Are gravity waves simply not strong enough to be measured with the apparatus? Are gravity waves strong enough to be detected by the apparatus simply very infrequent, or very infrequent in our local neighborhood, or damped somehow? Do they not exist at all?
A single unambiguous detection of a gravity wave would eliminate the “they don’t exist” option without using any math.
And that single reading plus piles and piles of math wouldn’t help at all in deciding which of many alternate gravitaional wave theories is correct, due to the sort of non-mathematical possible explanations for low readings that I just mentioned.
I think what you’re saying is that it will take lots of math to build more sensitive experimental apparatus.
I’d agree, of course, but I’d also point out that most of the math deployed in that effort would be for the engineering involved, and not at all related to the kind of math used by purely theoretical gravitational radiation physicists (and perhaps entirely unknown to them).
It will also take quite a lot of money to build more sensitive experimental apparatus, but I don’t think anyone is suggesting one needs a degree in finance to understand gravity waves.
Johan Richter 10.15.06 at 11:34 am
What I find strange is that he has not learned the math in all those years. A paper in a physical journal has lots of math in it. Aren’t you likely to do a worse job as a sociologist of physics if you can’t understand it?

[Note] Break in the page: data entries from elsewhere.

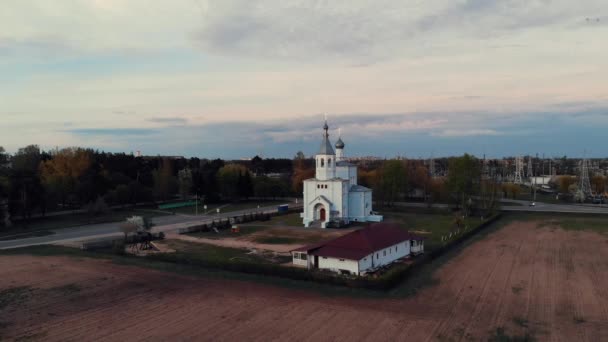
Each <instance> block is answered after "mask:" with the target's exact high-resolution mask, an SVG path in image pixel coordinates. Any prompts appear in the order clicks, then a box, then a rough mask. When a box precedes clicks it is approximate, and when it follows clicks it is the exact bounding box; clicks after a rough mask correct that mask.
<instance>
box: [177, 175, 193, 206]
mask: <svg viewBox="0 0 608 342" xmlns="http://www.w3.org/2000/svg"><path fill="white" fill-rule="evenodd" d="M177 183H178V186H179V194H180V196H181V197H182V199H185V198H188V197H189V196H190V194H191V193H192V171H190V169H188V168H186V169H183V170H180V171H179V172H178V173H177Z"/></svg>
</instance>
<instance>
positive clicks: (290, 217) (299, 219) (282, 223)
mask: <svg viewBox="0 0 608 342" xmlns="http://www.w3.org/2000/svg"><path fill="white" fill-rule="evenodd" d="M266 223H267V224H270V225H273V226H288V227H304V224H303V223H302V218H301V217H300V213H299V212H298V213H292V214H287V215H279V216H273V217H272V218H271V219H270V221H268V222H266Z"/></svg>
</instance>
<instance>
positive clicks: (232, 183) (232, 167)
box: [217, 164, 249, 200]
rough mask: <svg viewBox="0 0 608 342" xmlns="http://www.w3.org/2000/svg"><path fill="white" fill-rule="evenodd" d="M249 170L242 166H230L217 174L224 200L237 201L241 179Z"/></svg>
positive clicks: (234, 165)
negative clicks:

As to Daniel’s question. Collins obviously has some understanding of gravitational waves. The formulation of the question seams to require a binary definition of understanding which I reject. However a physicist working in the area would have a deeper understanding. I find that obvious.
A physicist would be able to make quantative predictions from the theories of gravitational waves. Making quantative predictions shows a deeper understanding than making qualitive predictions, since a qualitive prediction is really just quantative prediction where you’ve only kept the sign of the answer.
A mathematician on the other hand would have gaps in her understanding because she would not neccessarily know how to translate a fact about the mathematical framework into something you expect to see in the real world. So she would not be able either to make any quantative predictions about the real world. Thus, knowing the math is neccessary but not sufficient for a full understanding of physics.
Johan Richter 10.15.06 at 3:19 pm
Also, what did you mean with your statement about economics? Did you mean that they did not understand economic theory or did you mean that they did not understand how the economy really works?
Raven 10.15.06 at 9:00 pm
“… you seem to be getting dangerously close here to an argument which would imply that non-physicists don’t really understand what an apple is….”
— Daniel in #62.
The apple falls; but particle or wave?
To grasp and taste might seem the way to tell,
Yet Heisenberg gives us a warning grave:
We’d just obscure where or how fast it fell;
And, harder news, to watch also does that.
We who can’t touch, nor see, must speculate.
Thus it partakes, with Ernst’s endangered cat,
Of plural, mixed, or undetermined state.
In many worlds, perhaps all needs are met,
One apple falls to all our waiting hands;
But in this world, the much more likely bet
Is falling once. We wait for where it lands.
At last it hits upon diffraction’s cause —
But what comes through the grate is merely sauce.